Washington, D.C. – Congresswoman Elise Stefanik joined her colleagues, led by Congressman Richard Hudson (R-NC), in introducing the STOP II, Secure Every School and Protect our Nation’s Children Act.
This legislation builds on the STOP School Violence Act signed into law in 2018 to fund $1 billion for School Resource Officers, $1 billion for mental health guidance counselors, and $5 billion for hardening schools, active shooter training, and training for law enforcement, school officials, and students to intervene before a student reaches a breaking point. The $7 billion legislation is paid for with already approved, yet unused COVID-19 funds.
“I am proud to join my colleagues in introducing real solutions to improve school safety and student mental health,” Stefanik said. “This legislation will help prevent school violence by equipping schools with better security and training to keep campuses safe and provide mental health resources to avoid tragedy. These fundamental improvements will prevent school violence before tragedy strikes. I will continue to engage with local law enforcement departments, teachers, and school superintendents on more possible solutions to ensure safe environments for our students.”
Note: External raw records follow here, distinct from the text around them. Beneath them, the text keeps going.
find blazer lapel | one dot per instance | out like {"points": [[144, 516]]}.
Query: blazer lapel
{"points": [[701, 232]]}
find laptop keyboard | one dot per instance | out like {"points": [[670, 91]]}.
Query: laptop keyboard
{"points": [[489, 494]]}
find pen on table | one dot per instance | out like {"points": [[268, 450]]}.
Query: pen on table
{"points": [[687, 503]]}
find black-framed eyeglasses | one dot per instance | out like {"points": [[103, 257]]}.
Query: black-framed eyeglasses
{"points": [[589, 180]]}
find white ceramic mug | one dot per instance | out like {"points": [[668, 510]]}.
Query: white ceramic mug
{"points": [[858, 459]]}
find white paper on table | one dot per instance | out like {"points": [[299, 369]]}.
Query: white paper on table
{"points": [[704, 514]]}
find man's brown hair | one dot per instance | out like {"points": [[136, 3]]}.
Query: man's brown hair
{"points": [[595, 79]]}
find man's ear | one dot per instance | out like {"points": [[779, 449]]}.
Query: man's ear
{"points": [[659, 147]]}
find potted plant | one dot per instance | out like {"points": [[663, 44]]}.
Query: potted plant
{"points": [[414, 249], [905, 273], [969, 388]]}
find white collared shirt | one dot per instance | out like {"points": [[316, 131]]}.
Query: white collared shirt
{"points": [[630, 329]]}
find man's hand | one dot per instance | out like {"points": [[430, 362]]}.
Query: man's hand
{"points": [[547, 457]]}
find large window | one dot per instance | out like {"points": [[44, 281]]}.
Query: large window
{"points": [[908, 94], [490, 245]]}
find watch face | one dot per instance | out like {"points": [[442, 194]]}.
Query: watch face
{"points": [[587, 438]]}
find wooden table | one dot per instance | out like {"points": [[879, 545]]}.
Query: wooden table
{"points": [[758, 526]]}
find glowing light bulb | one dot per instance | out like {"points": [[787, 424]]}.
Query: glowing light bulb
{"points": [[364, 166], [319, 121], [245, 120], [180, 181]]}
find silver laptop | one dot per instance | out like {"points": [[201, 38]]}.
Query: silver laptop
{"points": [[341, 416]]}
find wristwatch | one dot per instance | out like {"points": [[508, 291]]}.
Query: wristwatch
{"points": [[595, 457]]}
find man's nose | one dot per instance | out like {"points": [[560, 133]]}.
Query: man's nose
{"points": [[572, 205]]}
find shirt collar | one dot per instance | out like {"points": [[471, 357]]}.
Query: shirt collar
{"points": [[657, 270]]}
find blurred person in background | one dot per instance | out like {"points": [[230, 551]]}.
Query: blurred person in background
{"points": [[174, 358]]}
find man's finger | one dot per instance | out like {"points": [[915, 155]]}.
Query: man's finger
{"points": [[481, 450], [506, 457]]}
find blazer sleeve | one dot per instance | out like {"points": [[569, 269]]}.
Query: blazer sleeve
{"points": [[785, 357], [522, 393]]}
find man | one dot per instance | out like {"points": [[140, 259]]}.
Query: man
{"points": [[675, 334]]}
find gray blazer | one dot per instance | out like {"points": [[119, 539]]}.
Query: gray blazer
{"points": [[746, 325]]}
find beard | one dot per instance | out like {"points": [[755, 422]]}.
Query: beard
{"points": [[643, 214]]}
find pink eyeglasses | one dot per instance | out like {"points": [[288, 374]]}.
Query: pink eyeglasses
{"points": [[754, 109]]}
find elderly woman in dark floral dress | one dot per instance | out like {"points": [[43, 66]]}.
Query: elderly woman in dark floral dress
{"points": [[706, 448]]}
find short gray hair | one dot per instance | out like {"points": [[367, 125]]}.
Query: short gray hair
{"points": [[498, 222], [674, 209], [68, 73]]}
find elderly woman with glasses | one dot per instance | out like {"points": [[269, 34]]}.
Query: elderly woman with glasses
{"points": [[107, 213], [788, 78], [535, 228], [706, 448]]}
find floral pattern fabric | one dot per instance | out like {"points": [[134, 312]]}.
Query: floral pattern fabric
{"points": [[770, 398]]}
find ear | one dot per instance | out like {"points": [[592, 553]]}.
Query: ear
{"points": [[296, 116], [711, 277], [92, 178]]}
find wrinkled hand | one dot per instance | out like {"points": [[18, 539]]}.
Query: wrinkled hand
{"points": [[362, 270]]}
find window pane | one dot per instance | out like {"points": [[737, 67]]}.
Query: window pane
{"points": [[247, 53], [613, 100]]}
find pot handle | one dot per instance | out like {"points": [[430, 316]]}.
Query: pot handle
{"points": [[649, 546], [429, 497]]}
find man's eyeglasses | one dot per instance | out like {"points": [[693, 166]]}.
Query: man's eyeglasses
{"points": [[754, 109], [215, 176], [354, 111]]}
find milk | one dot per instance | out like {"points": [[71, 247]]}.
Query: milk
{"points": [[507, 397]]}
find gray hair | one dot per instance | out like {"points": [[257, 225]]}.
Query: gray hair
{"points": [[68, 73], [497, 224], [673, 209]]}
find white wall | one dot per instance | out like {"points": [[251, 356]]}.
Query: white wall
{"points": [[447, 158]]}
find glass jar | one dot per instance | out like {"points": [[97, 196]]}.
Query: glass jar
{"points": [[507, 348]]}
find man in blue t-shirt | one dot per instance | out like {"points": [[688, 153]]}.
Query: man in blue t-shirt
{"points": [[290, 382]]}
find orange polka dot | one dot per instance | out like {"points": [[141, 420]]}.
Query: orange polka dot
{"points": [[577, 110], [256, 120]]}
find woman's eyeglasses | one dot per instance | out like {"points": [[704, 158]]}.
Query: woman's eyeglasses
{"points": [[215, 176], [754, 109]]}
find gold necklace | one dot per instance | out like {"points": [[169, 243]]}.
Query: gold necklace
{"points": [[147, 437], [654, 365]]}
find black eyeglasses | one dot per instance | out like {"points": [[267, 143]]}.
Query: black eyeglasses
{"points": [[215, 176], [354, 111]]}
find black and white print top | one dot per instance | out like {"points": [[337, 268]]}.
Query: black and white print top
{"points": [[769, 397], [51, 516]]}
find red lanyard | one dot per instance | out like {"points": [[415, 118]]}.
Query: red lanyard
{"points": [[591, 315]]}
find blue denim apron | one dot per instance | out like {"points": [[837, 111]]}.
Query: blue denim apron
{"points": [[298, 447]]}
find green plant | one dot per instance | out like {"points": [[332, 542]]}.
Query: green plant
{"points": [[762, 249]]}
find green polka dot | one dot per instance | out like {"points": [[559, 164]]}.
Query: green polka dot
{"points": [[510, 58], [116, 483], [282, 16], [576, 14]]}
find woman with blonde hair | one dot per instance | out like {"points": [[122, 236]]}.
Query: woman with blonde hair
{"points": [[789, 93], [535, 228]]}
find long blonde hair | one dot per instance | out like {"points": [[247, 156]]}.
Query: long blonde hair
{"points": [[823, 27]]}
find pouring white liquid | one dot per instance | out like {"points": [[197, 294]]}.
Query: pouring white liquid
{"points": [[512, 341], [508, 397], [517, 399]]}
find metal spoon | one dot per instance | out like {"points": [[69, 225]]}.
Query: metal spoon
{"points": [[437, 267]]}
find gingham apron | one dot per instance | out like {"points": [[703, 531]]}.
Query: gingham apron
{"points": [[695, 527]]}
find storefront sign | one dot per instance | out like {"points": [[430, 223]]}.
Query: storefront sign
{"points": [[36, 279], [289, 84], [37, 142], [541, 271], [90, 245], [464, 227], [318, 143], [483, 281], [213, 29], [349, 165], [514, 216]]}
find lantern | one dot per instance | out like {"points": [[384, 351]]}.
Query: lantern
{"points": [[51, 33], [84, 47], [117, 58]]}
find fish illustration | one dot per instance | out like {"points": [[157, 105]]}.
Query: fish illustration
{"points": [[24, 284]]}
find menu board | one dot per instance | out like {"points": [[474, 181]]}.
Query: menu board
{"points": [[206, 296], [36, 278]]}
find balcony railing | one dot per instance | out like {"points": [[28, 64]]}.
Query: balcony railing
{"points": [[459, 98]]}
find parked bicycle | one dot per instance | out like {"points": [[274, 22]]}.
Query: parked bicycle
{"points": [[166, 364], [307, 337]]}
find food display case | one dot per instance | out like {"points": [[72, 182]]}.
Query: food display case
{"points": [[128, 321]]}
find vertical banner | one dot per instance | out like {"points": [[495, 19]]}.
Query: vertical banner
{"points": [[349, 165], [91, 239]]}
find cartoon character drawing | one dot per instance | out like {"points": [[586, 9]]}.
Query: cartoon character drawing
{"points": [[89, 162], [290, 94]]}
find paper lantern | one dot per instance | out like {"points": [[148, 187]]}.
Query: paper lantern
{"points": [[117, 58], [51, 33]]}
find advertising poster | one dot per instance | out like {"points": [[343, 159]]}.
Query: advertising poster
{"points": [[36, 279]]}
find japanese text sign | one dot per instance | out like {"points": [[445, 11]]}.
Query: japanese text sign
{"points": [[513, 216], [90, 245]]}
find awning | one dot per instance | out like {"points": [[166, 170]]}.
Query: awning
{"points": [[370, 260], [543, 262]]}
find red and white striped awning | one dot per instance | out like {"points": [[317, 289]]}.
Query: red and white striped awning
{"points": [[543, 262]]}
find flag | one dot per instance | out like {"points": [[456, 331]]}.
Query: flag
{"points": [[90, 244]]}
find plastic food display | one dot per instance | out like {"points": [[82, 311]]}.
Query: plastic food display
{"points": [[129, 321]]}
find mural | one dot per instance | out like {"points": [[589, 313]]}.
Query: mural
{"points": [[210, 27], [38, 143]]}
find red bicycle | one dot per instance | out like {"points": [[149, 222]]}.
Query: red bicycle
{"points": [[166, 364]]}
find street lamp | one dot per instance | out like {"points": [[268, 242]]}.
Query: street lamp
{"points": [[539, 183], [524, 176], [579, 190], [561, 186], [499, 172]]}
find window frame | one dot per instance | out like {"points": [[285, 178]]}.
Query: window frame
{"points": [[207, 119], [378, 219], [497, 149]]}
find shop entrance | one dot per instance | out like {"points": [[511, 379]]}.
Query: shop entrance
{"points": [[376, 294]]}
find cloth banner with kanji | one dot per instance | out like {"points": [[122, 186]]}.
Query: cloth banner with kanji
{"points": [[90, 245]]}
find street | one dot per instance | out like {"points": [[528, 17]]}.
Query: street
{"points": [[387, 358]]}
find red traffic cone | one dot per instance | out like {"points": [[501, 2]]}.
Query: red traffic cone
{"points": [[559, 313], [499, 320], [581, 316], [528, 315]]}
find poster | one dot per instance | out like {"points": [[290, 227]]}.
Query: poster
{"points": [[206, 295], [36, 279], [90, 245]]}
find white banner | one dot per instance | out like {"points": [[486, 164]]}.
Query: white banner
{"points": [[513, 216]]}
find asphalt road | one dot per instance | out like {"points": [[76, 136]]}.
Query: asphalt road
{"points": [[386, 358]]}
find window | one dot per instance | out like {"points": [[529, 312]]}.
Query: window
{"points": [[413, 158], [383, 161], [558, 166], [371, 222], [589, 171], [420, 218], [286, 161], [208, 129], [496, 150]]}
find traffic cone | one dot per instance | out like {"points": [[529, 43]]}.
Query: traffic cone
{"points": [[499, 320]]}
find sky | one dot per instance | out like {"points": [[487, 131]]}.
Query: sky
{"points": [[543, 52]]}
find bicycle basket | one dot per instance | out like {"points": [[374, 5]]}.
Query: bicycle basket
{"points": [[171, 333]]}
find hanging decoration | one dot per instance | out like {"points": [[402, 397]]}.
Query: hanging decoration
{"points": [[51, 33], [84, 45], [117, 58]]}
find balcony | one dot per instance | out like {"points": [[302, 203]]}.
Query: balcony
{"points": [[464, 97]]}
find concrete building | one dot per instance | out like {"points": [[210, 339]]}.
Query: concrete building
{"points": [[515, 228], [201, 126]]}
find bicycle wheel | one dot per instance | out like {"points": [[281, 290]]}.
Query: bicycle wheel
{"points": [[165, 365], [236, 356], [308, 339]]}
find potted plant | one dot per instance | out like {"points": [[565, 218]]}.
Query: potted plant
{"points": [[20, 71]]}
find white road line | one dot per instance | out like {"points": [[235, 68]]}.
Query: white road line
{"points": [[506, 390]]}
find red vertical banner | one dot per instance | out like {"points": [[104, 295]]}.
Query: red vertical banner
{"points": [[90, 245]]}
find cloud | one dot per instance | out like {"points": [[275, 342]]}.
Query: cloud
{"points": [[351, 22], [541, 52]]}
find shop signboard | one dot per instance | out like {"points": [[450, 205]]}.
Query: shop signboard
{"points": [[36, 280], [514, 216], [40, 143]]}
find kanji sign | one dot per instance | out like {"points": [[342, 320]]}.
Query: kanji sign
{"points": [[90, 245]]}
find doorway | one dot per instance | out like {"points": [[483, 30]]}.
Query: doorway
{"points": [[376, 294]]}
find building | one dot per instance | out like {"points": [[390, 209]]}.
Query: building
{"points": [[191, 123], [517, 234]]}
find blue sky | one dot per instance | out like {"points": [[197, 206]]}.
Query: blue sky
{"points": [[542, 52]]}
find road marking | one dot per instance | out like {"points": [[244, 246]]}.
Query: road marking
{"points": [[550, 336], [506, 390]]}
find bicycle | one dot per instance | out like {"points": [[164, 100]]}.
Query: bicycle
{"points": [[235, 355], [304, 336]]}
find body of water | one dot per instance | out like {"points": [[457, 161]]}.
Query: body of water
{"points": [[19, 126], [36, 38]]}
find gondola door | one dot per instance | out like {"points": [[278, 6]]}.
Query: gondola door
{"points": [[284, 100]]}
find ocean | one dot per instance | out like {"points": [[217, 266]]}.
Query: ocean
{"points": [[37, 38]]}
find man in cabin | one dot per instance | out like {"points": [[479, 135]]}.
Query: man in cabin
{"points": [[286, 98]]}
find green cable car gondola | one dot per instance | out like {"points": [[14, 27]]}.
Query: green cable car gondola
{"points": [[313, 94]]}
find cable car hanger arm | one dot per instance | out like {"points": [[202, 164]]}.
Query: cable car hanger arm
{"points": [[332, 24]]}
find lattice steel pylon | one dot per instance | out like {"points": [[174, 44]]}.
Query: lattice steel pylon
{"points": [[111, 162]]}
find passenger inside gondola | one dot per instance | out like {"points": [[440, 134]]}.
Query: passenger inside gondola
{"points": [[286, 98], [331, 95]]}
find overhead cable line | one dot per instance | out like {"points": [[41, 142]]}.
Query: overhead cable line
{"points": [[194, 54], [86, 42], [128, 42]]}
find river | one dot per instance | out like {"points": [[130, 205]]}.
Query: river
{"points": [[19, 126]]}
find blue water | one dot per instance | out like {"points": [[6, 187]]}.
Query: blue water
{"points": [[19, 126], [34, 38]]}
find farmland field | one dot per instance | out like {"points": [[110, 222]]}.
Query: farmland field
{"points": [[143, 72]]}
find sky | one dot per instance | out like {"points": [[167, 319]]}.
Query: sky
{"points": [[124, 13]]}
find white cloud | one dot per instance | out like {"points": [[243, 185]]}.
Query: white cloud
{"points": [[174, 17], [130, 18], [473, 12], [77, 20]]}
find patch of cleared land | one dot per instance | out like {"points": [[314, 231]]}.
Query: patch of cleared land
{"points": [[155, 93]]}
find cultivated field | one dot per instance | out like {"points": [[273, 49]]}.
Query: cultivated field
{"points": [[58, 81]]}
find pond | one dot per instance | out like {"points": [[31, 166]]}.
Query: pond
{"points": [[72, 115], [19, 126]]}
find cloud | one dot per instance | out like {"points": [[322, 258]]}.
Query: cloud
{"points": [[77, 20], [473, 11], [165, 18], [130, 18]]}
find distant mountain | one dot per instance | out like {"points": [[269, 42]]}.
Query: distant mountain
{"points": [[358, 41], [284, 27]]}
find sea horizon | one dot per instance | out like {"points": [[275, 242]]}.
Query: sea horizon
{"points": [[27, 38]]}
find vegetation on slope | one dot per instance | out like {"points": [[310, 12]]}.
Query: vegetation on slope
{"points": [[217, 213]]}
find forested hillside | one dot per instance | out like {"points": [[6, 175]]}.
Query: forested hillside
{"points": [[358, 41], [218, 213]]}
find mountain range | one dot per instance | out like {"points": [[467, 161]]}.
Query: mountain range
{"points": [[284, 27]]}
In addition to $7 billion to fund School Resource Officers and mental health guidance counselors, STOP II, Secure Every School and Protect our Nation’s Children Act closes loopholes in school security by allowing schools to apply under the STOP School Violence Act for grants to complete risk assessments and identify gaps in mental health services for students. It also codifies a clearinghouse at the Department of Homeland Security to assess, identify, and share best practices related to school safety.
To improve emergency preparedness, STOP II requires federal agencies to continuously update, develop, and provide training materials on bullying and cyberbullying, emergency planning, mental health, and targeted violence to help schools prevent, protect, mitigate, respond to, and recover from a range of school safety threats, hazards, and emergency situations.